Director: Chick I Hung
Starring: Xian Gao, Liang Guo, Hoi Yin Lee
One of my earliest exposures to Mainland China martial arts cinema, thanks to a timely vhs release by Ocean Shores.
An evil general orders an attack on a small clan that had been opposing him. The matriach is killed and only a few survive. These include an ex General and his two sons... who naturally swear revenge. Wrecklessly attacking the a portion of the General's army, the sons watch their father get mortally wounded, but are saved by a Shaolin monk. As he dies, the father explains to one of his sons that he was adopted and that his real father was also a General who was offed by the same baddie. They swear double revenge, but now are wise enough to go into hiding. They retreat to a secret cave where they can plot and plan. One day while gathering food, the two heroes witness two woman "dancing". Attempting to get a closer look, they are found out. The ladies explain that they are practicing Tai Chi. Their father explains that he too is an ousted General (alot of that going around) and agrees to teach the two vistors this unusual martial art and help prepare to get revenge.

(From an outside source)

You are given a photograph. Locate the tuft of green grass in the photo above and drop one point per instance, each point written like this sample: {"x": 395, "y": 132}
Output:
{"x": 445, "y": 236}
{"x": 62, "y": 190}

The story is simple and predictable, a little too much so for this fan. But this is how it was for these early Mainland China epics. There was really no originality to speak of. Any fan of the genre has seen this story dozens of times (if not more so) in various Hong Kong and Taiwan lensed features. What does set this (and other Mainland films) apart from it's city dwelling brethren are the breathtaking country side settings and amazing (and plentiful) martial arts sequences, performed by actual lifelong practitioners (as opposed to Hong Kong where many of it's biggest stars where taught expressly for feature films). Although it's flowery Tai Chi and Wushu movements may take a little getting used to at first, ultimately it makes for terrific viewing. Of course as I mentioned in my review of 'Undaunted Wudang', there is a tradeoff of sorts as the very things that make these fighters so impressive also make them less personable. What you'll come away with here is remembering the action scenery, but not so much any one actor (no Fu Sheng or Chen Kwan Tai to be found here) and certainly not the dime a dozen plot (which truth to tell, I needed to rewatch just to remember what the story here was actually about).
Ultimately, "Tai Chi Chuan' will appeal to hard core martial arts film fans and perhaps to actual Tai Chi practicioners as the film is as much a Tai Chi lesson as it is a story bound film. Casual action fans may not be as into it, but for kung fu addicts, it easily serves it's purpose.